Não havia sensação pior que a do abraço frio do demônio, que parecia tocá-la mesmo quando estava com as duas mãos dentro dos bolsos da jaqueta jeans.
Ele era como uma presença constante.
O próprio inferno.
Hope Christine Johnson odiava aquilo, mas já́ havia se acostumado com o incomodo. Nada na sua vida era agradável, e ele não seria uma exceção. Vinha lidando com seu demônio pessoal sozinha, sem nenhuma ajuda, há anos. E não era por escolha: mesmo que quisesse qualquer auxílio, ninguém além de Hope via a criatura. Apenas ela. Como uma tortura imposta para fazê-la enlouquecer aos poucos, sem poder pedir socorro.
— Hope Christine Johnson, está ouvindo?!
A voz era de Brooke Simons, sua melhor amiga. Ela a olhava fixamente por baixo dos óculos escuros de gatinho e esperava a resposta para uma pergunta totalmente ignorada por Hope, que ainda acordava aos poucos dos pensamentos.
— Ela nunca escuta nada — reclamou Barth, o garoto de chapéu engraçado sentado ao lado das duas. Era o melhor amigo delas.

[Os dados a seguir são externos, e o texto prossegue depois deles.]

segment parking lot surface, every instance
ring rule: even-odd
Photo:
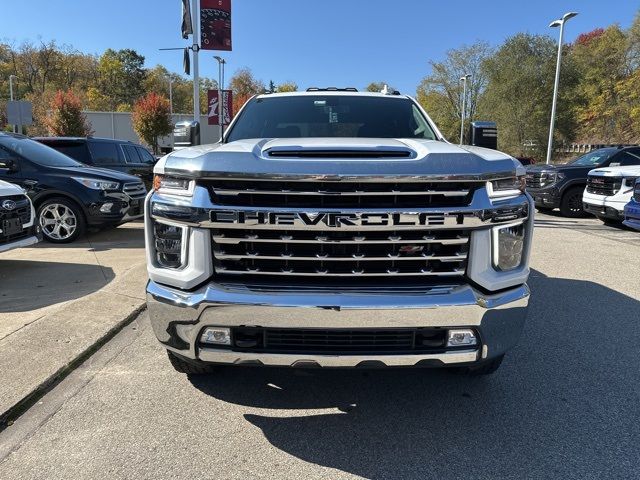
[[[490,377],[170,367],[142,314],[0,433],[0,478],[637,478],[640,234],[539,215]]]

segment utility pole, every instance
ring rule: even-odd
[[[218,61],[218,121],[220,123],[220,141],[224,136],[224,112],[225,112],[225,95],[224,95],[224,66],[227,63],[224,58],[219,55],[214,56]]]
[[[169,80],[169,113],[173,122],[173,80],[170,75],[167,76],[167,79]]]
[[[13,102],[13,79],[18,79],[15,75],[9,75],[9,99]],[[16,133],[16,125],[13,125],[13,133]]]
[[[553,102],[551,104],[551,126],[549,127],[549,145],[547,146],[547,165],[551,163],[551,153],[553,151],[553,130],[556,126],[556,106],[558,103],[558,87],[560,85],[560,64],[562,63],[562,37],[564,35],[564,24],[570,18],[578,15],[577,12],[565,13],[561,19],[554,20],[549,27],[560,27],[560,40],[558,41],[558,60],[556,62],[556,80],[553,86]]]
[[[465,76],[460,77],[462,82],[462,109],[460,110],[460,145],[464,143],[464,117],[465,110],[467,108],[467,79],[471,78],[471,74],[467,73]]]

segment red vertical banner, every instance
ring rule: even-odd
[[[233,120],[233,92],[225,90],[223,93],[224,106],[222,110],[223,125],[229,125]],[[220,125],[220,99],[218,90],[209,90],[207,92],[209,107],[207,109],[207,118],[209,125]]]
[[[200,48],[231,51],[231,0],[200,0]]]

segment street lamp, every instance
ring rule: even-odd
[[[460,77],[462,82],[462,108],[460,110],[460,145],[464,142],[464,116],[465,109],[467,108],[467,79],[471,78],[471,74],[467,73],[465,76]]]
[[[564,24],[570,18],[578,15],[578,12],[565,13],[561,19],[554,20],[549,27],[560,27],[560,40],[558,41],[558,60],[556,63],[556,80],[553,86],[553,103],[551,105],[551,126],[549,127],[549,146],[547,147],[547,165],[551,163],[551,151],[553,150],[553,129],[556,124],[556,105],[558,103],[558,86],[560,85],[560,63],[562,62],[562,36],[564,34]]]
[[[9,75],[9,99],[13,102],[13,80],[17,80],[15,75]],[[13,125],[13,133],[16,133],[16,126]]]
[[[222,137],[224,136],[224,110],[225,110],[225,101],[224,101],[224,66],[227,61],[216,55],[215,58],[218,61],[218,118],[220,122],[220,141],[222,141]]]
[[[171,121],[173,122],[173,79],[171,75],[167,75],[169,80],[169,113],[171,114]]]

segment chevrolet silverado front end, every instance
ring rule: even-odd
[[[254,97],[216,145],[156,165],[149,314],[173,365],[452,366],[522,331],[524,169],[444,140],[400,95]]]

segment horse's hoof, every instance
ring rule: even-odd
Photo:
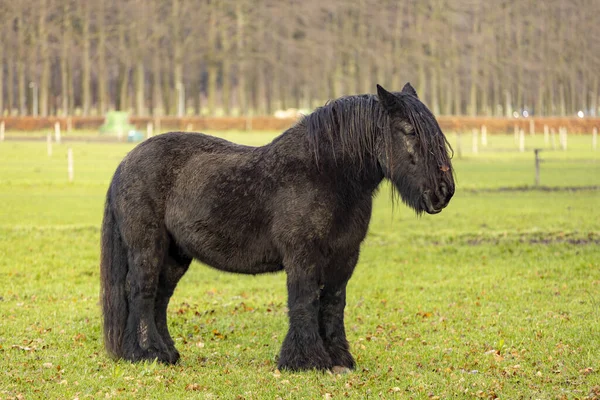
[[[280,371],[308,371],[311,369],[329,371],[331,370],[331,360],[328,358],[315,357],[312,359],[280,359],[277,368]]]
[[[351,373],[352,370],[348,367],[344,367],[341,365],[334,365],[333,368],[331,368],[331,372],[333,372],[334,374],[344,375]]]
[[[177,349],[174,347],[172,349],[169,349],[168,354],[169,354],[169,364],[177,364],[177,361],[179,361],[179,357],[180,357]]]
[[[124,356],[123,358],[132,362],[158,361],[162,364],[172,365],[179,360],[179,353],[177,351],[173,353],[172,351],[168,350],[157,350],[154,348],[149,348],[147,350],[139,349],[133,355]]]

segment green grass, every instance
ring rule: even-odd
[[[221,134],[249,144],[273,135]],[[180,364],[110,360],[99,226],[133,145],[69,143],[68,183],[67,145],[48,157],[43,142],[0,143],[0,398],[598,398],[600,191],[497,190],[533,185],[532,152],[512,140],[463,149],[455,198],[439,215],[392,206],[382,187],[348,289],[358,367],[341,376],[275,369],[284,274],[198,264],[169,308]],[[588,142],[542,152],[542,184],[600,185]]]

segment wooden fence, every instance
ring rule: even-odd
[[[46,130],[54,129],[56,122],[61,129],[98,129],[103,123],[103,117],[3,117],[6,130]],[[264,117],[131,117],[130,123],[136,129],[145,130],[149,122],[157,131],[165,130],[270,130],[283,131],[292,126],[297,120],[294,118]],[[488,133],[512,133],[515,126],[530,133],[544,131],[544,126],[549,129],[566,128],[569,133],[592,132],[594,127],[600,128],[600,118],[577,117],[539,117],[539,118],[492,118],[492,117],[464,117],[440,116],[440,127],[444,131],[470,131],[485,126]]]

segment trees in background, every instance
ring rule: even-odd
[[[0,110],[257,115],[410,81],[436,114],[595,115],[597,15],[597,0],[0,0]]]

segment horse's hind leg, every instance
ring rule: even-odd
[[[350,354],[346,330],[344,328],[344,308],[346,306],[346,285],[356,262],[358,252],[352,256],[333,258],[324,271],[321,307],[319,309],[319,333],[325,349],[331,357],[334,369],[354,368],[354,358]]]
[[[146,228],[141,235],[125,233],[128,242],[127,288],[129,315],[123,335],[123,358],[172,363],[155,322],[155,300],[168,249],[166,232]]]
[[[154,320],[156,321],[158,333],[165,345],[167,345],[171,363],[176,363],[179,360],[179,352],[175,348],[175,343],[169,334],[169,328],[167,326],[167,306],[169,305],[169,300],[175,291],[177,283],[187,271],[191,261],[192,259],[181,254],[174,242],[171,241],[169,252],[158,279],[158,290],[156,292],[156,300],[154,303]]]

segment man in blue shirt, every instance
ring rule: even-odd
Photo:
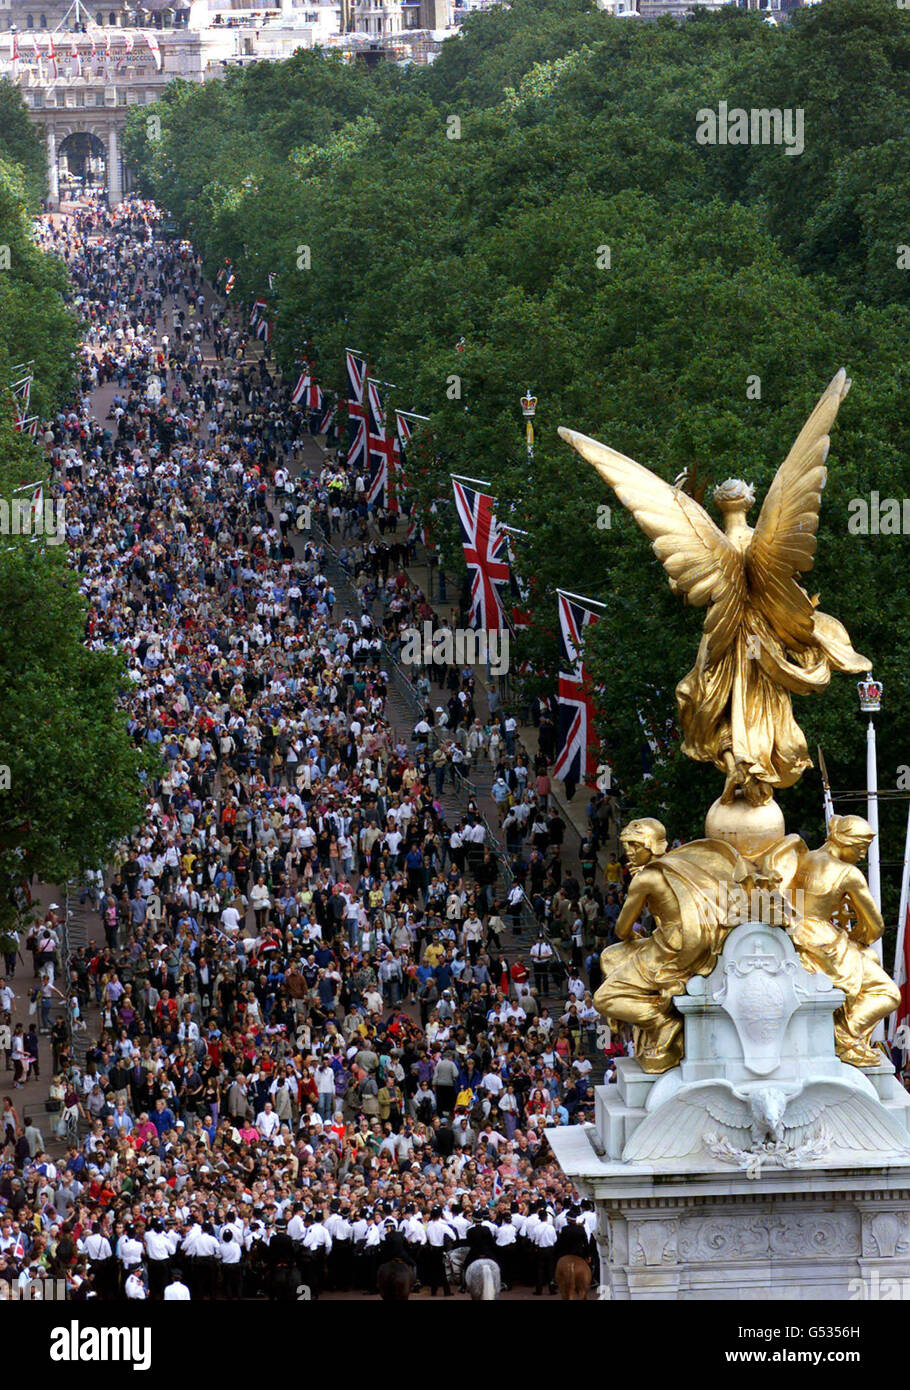
[[[159,1096],[155,1101],[155,1109],[149,1118],[158,1131],[159,1139],[167,1130],[173,1129],[177,1123],[173,1110],[165,1104],[163,1096]]]

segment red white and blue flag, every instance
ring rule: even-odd
[[[351,348],[345,349],[348,369],[348,419],[353,435],[348,449],[348,464],[363,465],[367,461],[367,407],[364,392],[367,384],[367,360]]]
[[[233,279],[233,276],[231,277],[231,279]],[[227,294],[227,290],[225,290],[225,294]],[[261,338],[264,343],[267,343],[271,336],[272,326],[269,323],[268,319],[260,319],[256,324],[256,337]]]
[[[309,372],[301,372],[297,385],[291,392],[291,404],[302,405],[307,413],[322,410],[322,387],[314,381]]]
[[[28,414],[29,402],[32,398],[33,377],[24,376],[19,381],[14,381],[10,390],[13,393],[13,400],[16,405],[16,418],[23,419]]]
[[[461,527],[465,564],[471,576],[471,617],[474,628],[499,632],[505,626],[504,593],[509,588],[508,542],[493,515],[493,498],[472,478],[452,475],[455,510]]]
[[[317,434],[328,434],[329,430],[335,423],[335,402],[332,401],[330,404],[328,395],[326,395],[324,399],[325,406],[322,413],[322,419],[319,421],[319,424],[316,427]]]
[[[506,556],[509,561],[509,598],[511,600],[510,619],[511,627],[514,632],[519,632],[523,628],[531,626],[530,594],[526,584],[522,584],[518,577],[518,566],[515,562],[515,549],[512,543],[513,536],[526,536],[526,531],[516,531],[512,526],[503,528],[506,532]]]
[[[367,381],[367,452],[370,462],[367,502],[370,506],[384,506],[389,511],[397,512],[395,465],[398,440],[386,430],[385,408],[379,386],[378,381]]]
[[[559,751],[553,776],[577,786],[597,774],[594,703],[584,662],[584,637],[604,605],[596,599],[557,589],[560,670],[558,699]]]
[[[254,301],[253,307],[252,307],[252,309],[251,309],[251,311],[250,311],[250,326],[251,326],[251,327],[252,327],[254,324],[257,324],[257,323],[259,322],[260,318],[261,318],[262,315],[265,313],[265,311],[266,311],[266,309],[267,309],[268,307],[269,307],[269,306],[266,304],[266,302],[265,302],[264,299],[257,299],[257,300]]]

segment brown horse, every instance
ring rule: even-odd
[[[405,1260],[388,1260],[376,1271],[379,1297],[387,1303],[406,1303],[414,1288],[414,1270]]]
[[[556,1263],[556,1287],[560,1298],[586,1299],[591,1287],[591,1266],[580,1255],[563,1255]]]

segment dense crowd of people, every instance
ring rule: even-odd
[[[82,887],[98,944],[65,957],[55,904],[4,947],[0,1289],[373,1292],[398,1257],[447,1293],[489,1256],[540,1293],[559,1253],[594,1256],[545,1130],[590,1115],[623,896],[619,863],[597,869],[609,798],[576,869],[552,706],[529,758],[470,669],[418,671],[395,727],[384,653],[438,620],[412,542],[341,451],[309,466],[312,422],[158,218],[133,199],[41,227],[87,325],[80,392],[44,433],[85,640],[125,654],[130,735],[161,763]],[[508,876],[477,801],[443,804],[480,764]],[[2,1022],[22,948],[27,1032]],[[39,1032],[55,1157],[16,1106]]]

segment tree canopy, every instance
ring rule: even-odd
[[[641,718],[675,723],[703,615],[672,597],[557,427],[668,479],[695,463],[761,496],[847,368],[807,583],[885,682],[880,776],[893,788],[910,763],[908,540],[854,535],[847,521],[851,498],[910,485],[908,66],[910,16],[887,0],[827,0],[779,28],[735,9],[645,23],[589,0],[513,0],[471,16],[429,68],[299,53],[223,84],[175,84],[154,142],[132,113],[141,185],[210,271],[229,257],[235,293],[250,297],[272,273],[279,360],[290,366],[307,338],[324,384],[343,390],[343,349],[361,349],[398,384],[394,404],[430,416],[433,448],[410,480],[424,505],[451,495],[450,471],[489,477],[515,504],[534,613],[519,659],[552,679],[557,585],[606,602],[589,642],[606,750],[629,809],[674,836],[701,833],[719,777],[672,739],[649,766]],[[801,113],[802,152],[699,144],[698,113],[721,102]],[[527,387],[539,397],[531,468]],[[454,559],[448,506],[437,531]],[[836,785],[861,787],[853,681],[796,705],[813,757],[820,742]],[[781,800],[814,843],[817,773]],[[886,859],[899,814],[883,819]]]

— Hope Christine Johnson, você não pode ser esquisita e surda — alertou Brooke. — Há limites até para os perdedores!
O demônio riu às costas de Hope, mas ela não achou graça. Barth, como sempre, colocou um pirulito em forma de coração na boca e conteve um sorriso malicioso. Ele adorava as provocações de Brooke, principalmente quando a garota estava diminuindo alguém. Hope percebeu que aquilo o fazia se sentir melhor.
— Você pode respondê-la — instigou o demônio, em um sussurro. — Brooke não é melhor que você. Por que não mostra isso a ela?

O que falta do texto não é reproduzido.